This chapter reviewed some of the most recent literature (from 2019 to 2021) on SARS-CoV-2 and the COVID-19 and various medical aspects of the virus and disease itself. There are still enormous unknown issues that are yet to be elucidated, and it would be difficult to reach a conclusion regarding SARS-CoV-2 evolutionary origin since the related viruses in bats are still poorly analyzed. The finding that pangolin SARS-CoV-2-related viruses and SARS-CoV-2 have nearly identical S-RBD does not make pangolin a definite intermediate host (Han, 2020). There are still several possible pathways for SARS-CoV-2 interspecies transmission, and hence future studies are warranted in order to find the exact origin (Ye et al., 2020). Moreover, it will not be known where and under what circumstances the recombination occurred that resulted in the emergence of SARS-CoV-2. Did the recombination take place between wild viral strains of bats, pangolins, or another species? Did it adapt to humans in a farm or laboratory animals and accidentally escaped from these places? Or was it the result of an intentional bioterrorism act of the viral genome modification by molecular engineering (Sallard et al., 2021)? In order to prevent other future outbreaks, regardless of the origin, it is essential to know how the virus breached the species boundary and acquired high transmissibility from human to human (Sallard et al., 2021). On the other hand, relying on R0 to measure transmissibility is not reliable, as the value of R0 and the transmission rate of the virus vary among various cohorts (e.g., low vs. high SES or refugees vs. non-refugees); hence, it is still challenging to measure SARS-CoV-2 transmissibility using R0 (Shaw & Kennedy, 2021). However, it has been reported that the reliability of R0 will increase as more information become available about this novel virus (Liu, Gayle, et al., 2020).

Moreover, the immune cells response to SARS-CoV-2 infections is still not well understood. Several studies attribute COVID-19 to the overactivity of the immune response, while others believe the T-cell dysfunction and exhaustion are responsible (Mathew et al., 2020). The underlying mechanisms behind the defective and dichotomous humoral and cellular responses in asymptomatic/mild or moderate/severe cases (Gao et al., 2021a), or the three different identified phenotypes among critically ill patients, remain unknown. As a result, various responses to pharmacotherapies, such as anti-inflammatory or immunomodulatory medications, are expected among different COVID-19 immunophenotypes (Dupont et al., 2020). The emerging mutations and variants of SARS-CoV-2 that allow the virus to evade host defense mechanisms, vaccines, or neutralizing Abs are the ones that raise public health concerns (Callaway, 2020). Thus, it is critical to understand SARS-CoV-2 genomic variants to better understand the pathogenesis and disease progression, implementation of therapeutic and preventative measures, and vaccine or drug developments (Laamarti et al., 2020).
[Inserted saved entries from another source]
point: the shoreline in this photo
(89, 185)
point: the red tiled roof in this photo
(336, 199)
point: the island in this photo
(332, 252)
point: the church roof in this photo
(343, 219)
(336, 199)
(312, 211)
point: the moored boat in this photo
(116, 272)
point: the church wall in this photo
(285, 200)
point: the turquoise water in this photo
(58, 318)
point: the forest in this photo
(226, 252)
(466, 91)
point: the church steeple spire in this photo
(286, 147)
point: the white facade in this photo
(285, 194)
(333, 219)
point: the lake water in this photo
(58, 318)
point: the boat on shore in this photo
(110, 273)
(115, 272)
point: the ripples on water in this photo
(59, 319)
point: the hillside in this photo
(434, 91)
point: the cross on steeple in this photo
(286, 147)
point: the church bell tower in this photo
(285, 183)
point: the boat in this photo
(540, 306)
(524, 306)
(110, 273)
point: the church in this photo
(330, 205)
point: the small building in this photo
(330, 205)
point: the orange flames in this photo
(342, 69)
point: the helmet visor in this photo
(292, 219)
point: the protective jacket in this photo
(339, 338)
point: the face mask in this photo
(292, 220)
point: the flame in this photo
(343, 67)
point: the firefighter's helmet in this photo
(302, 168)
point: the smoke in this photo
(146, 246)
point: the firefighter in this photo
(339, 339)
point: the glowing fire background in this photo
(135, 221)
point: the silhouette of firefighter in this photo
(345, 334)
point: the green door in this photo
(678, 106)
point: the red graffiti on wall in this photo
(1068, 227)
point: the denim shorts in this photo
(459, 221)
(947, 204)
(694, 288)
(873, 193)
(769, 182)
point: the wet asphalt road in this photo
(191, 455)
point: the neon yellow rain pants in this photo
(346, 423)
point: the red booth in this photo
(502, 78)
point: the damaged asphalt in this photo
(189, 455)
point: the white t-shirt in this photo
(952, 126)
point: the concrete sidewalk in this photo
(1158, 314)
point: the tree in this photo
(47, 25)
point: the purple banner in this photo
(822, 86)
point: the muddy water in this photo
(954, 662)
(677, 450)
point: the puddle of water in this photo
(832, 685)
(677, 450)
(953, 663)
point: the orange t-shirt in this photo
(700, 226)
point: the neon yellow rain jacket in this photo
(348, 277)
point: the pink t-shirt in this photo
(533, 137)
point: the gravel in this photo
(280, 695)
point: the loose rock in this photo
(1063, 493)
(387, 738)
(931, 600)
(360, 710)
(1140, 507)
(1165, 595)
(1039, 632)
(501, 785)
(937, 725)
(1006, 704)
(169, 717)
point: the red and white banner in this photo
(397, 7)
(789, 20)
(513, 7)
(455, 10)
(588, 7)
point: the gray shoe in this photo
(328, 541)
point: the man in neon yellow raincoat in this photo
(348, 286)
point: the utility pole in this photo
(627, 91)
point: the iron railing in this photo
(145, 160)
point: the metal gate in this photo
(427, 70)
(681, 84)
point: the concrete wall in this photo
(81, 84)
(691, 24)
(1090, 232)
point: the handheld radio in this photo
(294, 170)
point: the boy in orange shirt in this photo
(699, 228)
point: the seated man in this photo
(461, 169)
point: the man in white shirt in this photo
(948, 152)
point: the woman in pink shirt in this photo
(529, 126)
Furthermore, Jaber et al. (2021) performed a study among 3167 participants from Jordan and Iraq to determine their level of knowledge and perception of COVID-19. They have reported that in both populations, the most common sources to obtain pandemic-related information in decreasing order were doctors/healthcare professionals, social media, and newspapers. On the other hand, citizens of Australia and other European countries (e.g., Italy, Germany, and the Netherlands) have used traditional media, including the television, to obtain such information, which might be due to the differences in the way their government officials reported pandemic news (Jaber et al., 2021). Moreover, their study explained that social media, which is flooded with misleading and inaccurate information, may explain why only 80% of the participants were aware of the already-established droplet route of transmission of SARS-CoV-2. Furthermore, those who are not aware of the route of transmission are less likely to adhere to the recommended preventative measures, which highlight the significance of healthcare authorities and other sectors using such platforms to raise public awareness to prevent the spread of the virus (Jaber et al., 2021).
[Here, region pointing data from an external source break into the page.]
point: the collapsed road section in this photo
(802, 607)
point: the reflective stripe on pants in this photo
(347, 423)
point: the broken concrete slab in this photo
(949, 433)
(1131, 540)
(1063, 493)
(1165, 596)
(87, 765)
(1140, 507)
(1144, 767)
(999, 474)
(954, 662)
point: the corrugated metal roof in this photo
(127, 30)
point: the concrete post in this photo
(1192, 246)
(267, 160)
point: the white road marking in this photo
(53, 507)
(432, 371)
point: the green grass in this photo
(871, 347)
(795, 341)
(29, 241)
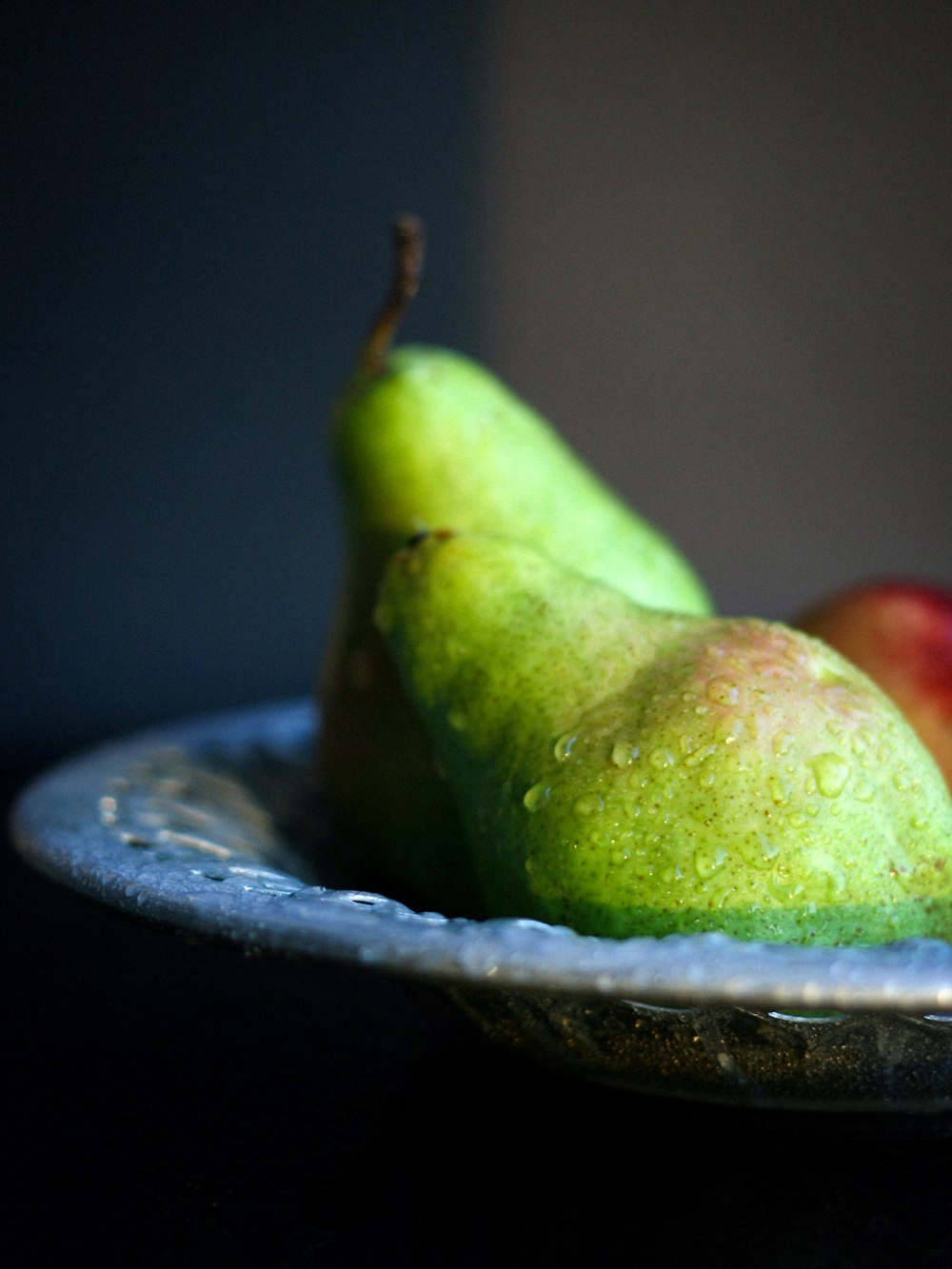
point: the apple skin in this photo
(899, 631)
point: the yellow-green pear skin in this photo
(421, 438)
(628, 772)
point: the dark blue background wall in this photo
(197, 206)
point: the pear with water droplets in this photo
(425, 437)
(632, 772)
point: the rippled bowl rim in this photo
(268, 907)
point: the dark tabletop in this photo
(177, 1104)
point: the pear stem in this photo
(406, 282)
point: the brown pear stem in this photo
(406, 282)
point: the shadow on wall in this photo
(201, 214)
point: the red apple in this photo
(901, 633)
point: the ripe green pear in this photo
(425, 437)
(625, 770)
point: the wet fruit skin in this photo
(626, 772)
(901, 633)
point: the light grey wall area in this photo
(719, 258)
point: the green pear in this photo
(423, 437)
(625, 770)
In addition, in regards to the implemented preventative measures by governments, it should be noted that social distancing alone is not a “magic bullet,” and other factors, such as environmental setting, air ventilation, time spent indoors with others, viral loads, face mask use, and host factors play a role (Qureshi et al., 2020). Moreover, more stringent preventative measures by public health officials are warranted to reduce transmission of the VOCs and control the pandemic (Grubaugh et al., 2021). Furthermore, identifying the factors that contribute to the health disparities among various populations will enable the government, policymakers, and public health officials to distribute resources more effectively in order to achieve more equal health outcomes (Solis & Nunn, 2021). Additionally, modern-GIS technologies such as map-based dashboards have played a significant role in increasing awareness, as well as facilitating the surveillance, preparedness, and response to the COVID-19 outbreak (Kamel Boulos & Geraghty, 2020). Given the fact that viruses such as SARS-CoV-2 have little regard for national or continental borders, and the likelihood of similar pandemics occurring more frequently in the future, (i.e., it is not a matter of if but when and where the next outbreak will happen), it is important to consider the potential benefits of a such comprehensive GIS platforms in supporting the surveillance, preparedness, and response of another future outbreak (Kamel Boulos & Geraghty, 2020).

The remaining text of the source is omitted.